In this note, we propose a general methodology to relate the original Wasserstein distances to the SWDs. First, we show that, when both the probability measures are supported over \({\mathbb {R}}^2\), the \(W_2^2\) distance can be represented as follows

$$\begin{aligned} W_2^2(\mu ,\nu )=\dfrac{1}{\pi }\int _0^{2\pi }\bigg (\int _{\mathbb {R}}W_2^2(\mu _{\mid x^{(\theta )}_2},\zeta ^{(\theta )}_{\mid x^{(\theta )}_2})d\mu _2^{(\theta )}\bigg ) d\theta , \end{aligned}$$

where \(\{\zeta ^{(\theta )}\}_{\theta \in [0,2\pi ]}\) is a suitable family of measures on \({\mathbb {R}}^2\) (see Theorem 2). We call this identity Radiant formula and use it to find equivalence bounds between the classic Wasserstein distances and their sliced counterparts.
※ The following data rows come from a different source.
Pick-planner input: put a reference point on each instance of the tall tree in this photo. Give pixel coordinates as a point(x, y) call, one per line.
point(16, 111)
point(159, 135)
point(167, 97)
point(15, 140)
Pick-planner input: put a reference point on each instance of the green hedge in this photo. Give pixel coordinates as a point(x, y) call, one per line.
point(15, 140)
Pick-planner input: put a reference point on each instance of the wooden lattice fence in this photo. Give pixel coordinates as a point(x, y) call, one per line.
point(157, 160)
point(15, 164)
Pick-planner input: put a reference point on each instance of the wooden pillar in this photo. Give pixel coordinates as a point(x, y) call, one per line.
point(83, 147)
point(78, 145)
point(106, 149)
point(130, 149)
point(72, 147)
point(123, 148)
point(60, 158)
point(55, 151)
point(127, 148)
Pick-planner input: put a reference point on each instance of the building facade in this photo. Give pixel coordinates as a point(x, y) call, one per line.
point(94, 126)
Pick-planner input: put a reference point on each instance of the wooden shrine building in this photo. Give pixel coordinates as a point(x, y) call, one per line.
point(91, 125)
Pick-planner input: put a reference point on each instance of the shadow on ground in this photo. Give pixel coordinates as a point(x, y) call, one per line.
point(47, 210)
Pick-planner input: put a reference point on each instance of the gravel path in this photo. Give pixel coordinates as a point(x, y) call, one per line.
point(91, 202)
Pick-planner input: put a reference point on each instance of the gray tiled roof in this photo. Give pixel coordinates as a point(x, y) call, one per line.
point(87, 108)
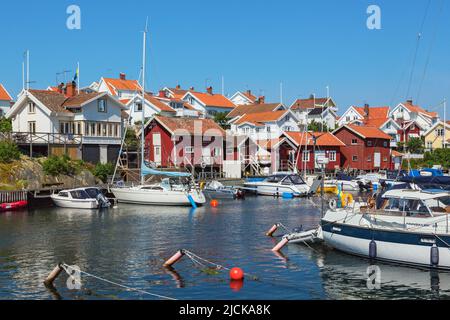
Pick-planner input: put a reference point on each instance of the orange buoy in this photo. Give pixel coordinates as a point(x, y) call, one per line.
point(236, 285)
point(280, 245)
point(174, 259)
point(214, 203)
point(237, 274)
point(272, 230)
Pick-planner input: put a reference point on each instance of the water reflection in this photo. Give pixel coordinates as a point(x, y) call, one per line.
point(129, 244)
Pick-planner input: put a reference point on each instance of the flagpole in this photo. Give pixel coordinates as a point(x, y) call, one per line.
point(78, 77)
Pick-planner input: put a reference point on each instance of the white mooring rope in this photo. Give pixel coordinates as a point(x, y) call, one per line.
point(66, 267)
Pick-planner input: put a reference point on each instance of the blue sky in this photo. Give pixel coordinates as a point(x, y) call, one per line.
point(307, 45)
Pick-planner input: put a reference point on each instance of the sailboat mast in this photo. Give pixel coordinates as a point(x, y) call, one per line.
point(143, 103)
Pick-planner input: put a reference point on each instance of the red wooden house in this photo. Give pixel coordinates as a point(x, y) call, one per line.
point(410, 129)
point(185, 142)
point(366, 148)
point(311, 146)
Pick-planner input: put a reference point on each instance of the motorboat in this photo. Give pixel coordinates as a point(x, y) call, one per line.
point(345, 182)
point(169, 192)
point(279, 184)
point(81, 198)
point(408, 227)
point(216, 190)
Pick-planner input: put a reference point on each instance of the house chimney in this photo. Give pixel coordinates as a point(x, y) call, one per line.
point(261, 100)
point(366, 111)
point(71, 89)
point(61, 87)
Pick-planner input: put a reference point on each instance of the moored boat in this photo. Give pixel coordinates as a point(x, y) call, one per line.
point(81, 198)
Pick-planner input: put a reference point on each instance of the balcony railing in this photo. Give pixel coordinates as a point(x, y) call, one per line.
point(42, 138)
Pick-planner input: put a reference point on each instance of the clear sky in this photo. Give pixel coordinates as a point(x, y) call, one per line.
point(307, 45)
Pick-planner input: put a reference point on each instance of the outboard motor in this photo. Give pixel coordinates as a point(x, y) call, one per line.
point(103, 201)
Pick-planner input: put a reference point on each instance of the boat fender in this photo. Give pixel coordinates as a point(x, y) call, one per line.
point(332, 204)
point(434, 256)
point(372, 249)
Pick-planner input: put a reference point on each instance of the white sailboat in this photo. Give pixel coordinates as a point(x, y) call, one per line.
point(176, 189)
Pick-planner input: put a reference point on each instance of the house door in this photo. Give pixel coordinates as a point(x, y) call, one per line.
point(317, 155)
point(157, 157)
point(377, 160)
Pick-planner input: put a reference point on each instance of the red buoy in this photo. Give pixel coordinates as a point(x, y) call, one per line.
point(237, 274)
point(236, 285)
point(214, 203)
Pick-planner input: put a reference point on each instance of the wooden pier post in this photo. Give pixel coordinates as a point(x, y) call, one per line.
point(53, 275)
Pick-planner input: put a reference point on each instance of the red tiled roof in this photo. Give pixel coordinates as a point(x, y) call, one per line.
point(374, 112)
point(191, 125)
point(157, 103)
point(417, 109)
point(326, 139)
point(119, 84)
point(4, 95)
point(308, 103)
point(213, 100)
point(369, 132)
point(252, 108)
point(262, 117)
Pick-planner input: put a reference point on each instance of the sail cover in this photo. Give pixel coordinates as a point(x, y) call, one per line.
point(147, 171)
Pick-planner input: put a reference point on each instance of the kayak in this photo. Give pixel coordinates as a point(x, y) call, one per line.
point(13, 206)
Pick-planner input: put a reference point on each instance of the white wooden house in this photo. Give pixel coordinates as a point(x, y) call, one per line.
point(93, 123)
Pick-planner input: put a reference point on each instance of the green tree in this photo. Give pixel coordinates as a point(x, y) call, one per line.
point(5, 125)
point(222, 120)
point(9, 152)
point(415, 145)
point(315, 126)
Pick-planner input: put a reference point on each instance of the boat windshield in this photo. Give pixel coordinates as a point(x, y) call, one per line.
point(274, 179)
point(409, 207)
point(93, 192)
point(79, 194)
point(439, 205)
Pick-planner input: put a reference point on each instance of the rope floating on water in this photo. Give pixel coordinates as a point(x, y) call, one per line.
point(70, 271)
We then extend these results to the case \(p\ne 2\) and use the Knothe-Rosenblatt heuristic transportation plan [18, 19] to provide an upper bound on the absolute error between the SWD and \(W^p_p\). Finally, we extend our results to any \({\mathbb {R}}^d\), with \(d\ge 2\).

2 Our contribution

For the sake of clarity, we first introduce our results for measures supported over \({\mathbb {R}}^2\) and then extend our findings to the higher dimensional setting in a dedicated subsection. In what follows, we denote with \({\mathcal {P}}({\mathbb {R}}^d)\) the set of Borel probability measures over \({\mathbb {R}}^d\).

The Radiant formula

As a starting point of our discussion, we show that any \(W_p\) distance can be computed by summing the averages two one-dimensional Wasserstein distances between \(\mu \) and two suitable probability measures.

Proposition 1

Let \(\mu ,\nu \in {\mathcal {P}}({\mathbb {R}}^2)\) and \(p\ge 1\). Then, there exists a couple of measures \((\zeta ,\eta )\),Footnote 1 such that \(\zeta \in \Pi (\nu _1,\mu _2)\), \(\eta \in \Pi (\mu _1,\nu _2)\), and

$$\begin{aligned} W^p_{p}(\mu ,\nu )=\int _{\mathbb {R}}W^p_p(\mu _{\mid x_1},\eta _{\mid x_1})d\mu _1+\int _{\mathbb {R}}W^p_p(\mu _{\mid x_2},\zeta _{\mid x_2})d\mu _2, \end{aligned}$$
(2)

where \(\lambda _i\) is the marginal of \(\lambda \) on the i-th coordinate and \(\lambda _{\mid x_i}\) is the conditional law of \(\lambda \) given \(x_i\).

Proof

Let \(\gamma \in {\mathcal {P}}({\mathbb {R}}^2\times {\mathbb {R}}^2)\) be an optimal transportation plan between \(\mu \) and \(\nu \). We then have that

$$\begin{aligned} W_p^p(\mu ,\nu )&=\int _{{\mathbb {R}}^2\times {\mathbb {R}}^2}\Big (\mid x_1-y_1 \mid ^p+\mid x_2-y_2 \mid ^p \Big )d\gamma \\&=\int _{{\mathbb {R}}^2\times {\mathbb {R}}}\mid x_1-y_1 \mid ^p df + \int _{{\mathbb {R}}\times {\mathbb {R}}^2}\mid x_2-y_2 \mid ^p dg, \end{aligned}$$

where f is the marginal of \(\gamma \) on \((x_1,x_2,y_1)\) e and g is the marginal of \(\gamma \) over \((x_1,x_2,y_2)\). Finally, let \(\eta \) and \(\zeta \) be the marginals of \(\gamma \) over \((x_1,y_2)\) and \((y_1,x_2)\), respectively. Since \(\gamma \) is optimal, from [20], we have that

$$\begin{aligned} \int _{{\mathbb {R}}^2\times {\mathbb {R}}}\mid x_1-y_1 \mid ^p df=\int _{{\mathbb {R}}}W_{p}^p(\mu _{\mid x_2},\zeta _{\mid x_2})d\mu _2. \end{aligned}$$
(3)

Similarly, we have that \(\int _{{\mathbb {R}}^2\times {\mathbb {R}}}\mid x_2-y_2 \mid ^p dg=\int _{{\mathbb {R}}}W_{p}^p(\mu _{\mid x_1},\eta _{\mid x_1})d\mu _1\), which concludes the proof. \(\square \)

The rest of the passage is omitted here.